Annika Drazek und Mariama Jamanka sind kaum zu schlagen – weil jede der beiden auf ihre Art und Weise starke Leistungen zeigt. Wie in Altenberg.
Ein spitzer Jubelschrei, ein erleichtertes Lachen und eine Umarmung für Mariama Jamanka – die Reaktion von Annika Drazek im Moment, als der Sieg in Altenberg sprach Bände.
Erstmals in dieser Saison gingen sie nicht als letzter Schlitten in den Eiskanal und hatten alles selbst in der Hand – sondern sie mussten einen Rückstand wettmachen und dann hoffen, dass niemand ihre Zeit übertrifft. Am Ende stand aber der zweite Saisonsieg für das Bobteam Jamanka, trotz schwieriger Bedingungen. Die beiden dominieren den Bob-Weltcup bislang – aus zwei einfachen Gründen.
Der erste heißt Annika Drazek. Die ehemalige Sprinterin des TV Gladbeck ist schon länger Weltspitze. Aber in dieser Saison legt sie mit fast beängstigender Selbstverständlichkeit Spitzenzeiten aufs Eis: In allen sechs Rennläufen in dieser Saison hatten Jamanka und ihre Anschieberin Drazek die beste Startzeit.
„Danke!“, sagte Drazek einfach nur, als sie im ZDF-Interview darauf angesprochen wurde, dass die Startzeiten eine große Rolle für den Sieg spielten. Was sollte sie zu 5,66 und 5,68 Sekunden noch sagen?
Jamanka „versaut“ ersten Lauf
Der zweite Grund für den Erfolg der beiden ist Mariama Jamankas Stärke – auch nach Rückschlägen. Mit einem Fahrfehler im zweiten Lauf verpasste sie in Winterberg die Fahrt auf Platz eins. In Altenberg leistete sie sich im ersten Lauf gleich mehrere Schnitzer. „Der war scheiße“, sagte sie geradeheraus, als sie aus dem Bob gestiegen war.

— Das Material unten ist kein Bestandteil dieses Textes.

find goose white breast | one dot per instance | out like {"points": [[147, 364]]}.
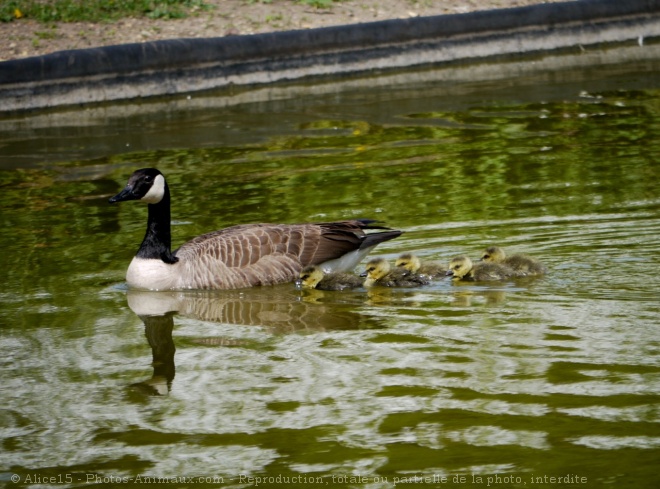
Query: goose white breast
{"points": [[239, 256]]}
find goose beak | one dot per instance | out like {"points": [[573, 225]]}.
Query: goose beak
{"points": [[124, 195]]}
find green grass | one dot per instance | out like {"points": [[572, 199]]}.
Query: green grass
{"points": [[95, 10], [109, 10]]}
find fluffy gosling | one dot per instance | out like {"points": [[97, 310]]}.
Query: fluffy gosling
{"points": [[462, 268], [522, 265], [379, 272]]}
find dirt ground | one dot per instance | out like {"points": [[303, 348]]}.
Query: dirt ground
{"points": [[24, 37]]}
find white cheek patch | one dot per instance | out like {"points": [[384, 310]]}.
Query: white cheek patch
{"points": [[156, 192]]}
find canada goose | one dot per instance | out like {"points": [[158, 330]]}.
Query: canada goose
{"points": [[239, 256], [313, 277], [412, 262], [522, 265], [379, 272], [462, 268]]}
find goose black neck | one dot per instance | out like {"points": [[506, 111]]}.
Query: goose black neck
{"points": [[157, 242]]}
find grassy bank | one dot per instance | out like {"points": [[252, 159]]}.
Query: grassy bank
{"points": [[109, 10]]}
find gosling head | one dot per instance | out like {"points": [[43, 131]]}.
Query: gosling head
{"points": [[459, 266], [409, 262], [146, 184], [375, 270], [493, 254], [310, 277]]}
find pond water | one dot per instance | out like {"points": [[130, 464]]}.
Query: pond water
{"points": [[450, 385]]}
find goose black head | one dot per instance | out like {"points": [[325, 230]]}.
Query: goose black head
{"points": [[146, 184]]}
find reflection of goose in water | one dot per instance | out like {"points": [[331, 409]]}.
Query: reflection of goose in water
{"points": [[462, 268], [412, 262], [278, 309], [522, 265], [313, 278], [379, 272], [240, 256], [158, 330]]}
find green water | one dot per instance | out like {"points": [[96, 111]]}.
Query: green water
{"points": [[503, 385]]}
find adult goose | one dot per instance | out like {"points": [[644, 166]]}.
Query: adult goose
{"points": [[240, 256], [522, 265]]}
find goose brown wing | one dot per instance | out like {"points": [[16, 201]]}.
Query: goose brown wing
{"points": [[260, 254]]}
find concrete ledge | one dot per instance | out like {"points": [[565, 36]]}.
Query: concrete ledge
{"points": [[190, 65]]}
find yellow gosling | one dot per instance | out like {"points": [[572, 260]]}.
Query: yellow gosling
{"points": [[522, 265], [462, 268], [379, 272]]}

Trainer Heiner Preute dachte dabei besonders an Annika Drazek: „Da wird man ganz schön durchgeschüttelt. Das tut dem Bremser richtig weh, ich spreche aus Erfahrung“, so der ehemalige Anschieber mit Blick darauf, dass Jamanka gleich mehrfach auf der anspruchsvollen Bahn aneckte oder Kurvenausfahrten nicht traf.
Nicht nur Jamanka hat Schwierigkeiten
Aber Jamanka war nicht die einzige, die mit den Bedingungen am Eiskanal zu kämpfen hatte. Nach Tagen voller Schnee und eiskaltem Wind im Erzgebirge regnete es am Samstag plötzlich. Die Bahn war zwei Sekunden langsamer als in den Trainingsläufen, ein gewaltiger Unterschied. Und vor allem im ersten Lauf wurde das Eis von Schlitten zu Schlitten langsamer. Jeder Fehler tut da doppelt weh, weil er wertvolle Geschwindigkeit kostet.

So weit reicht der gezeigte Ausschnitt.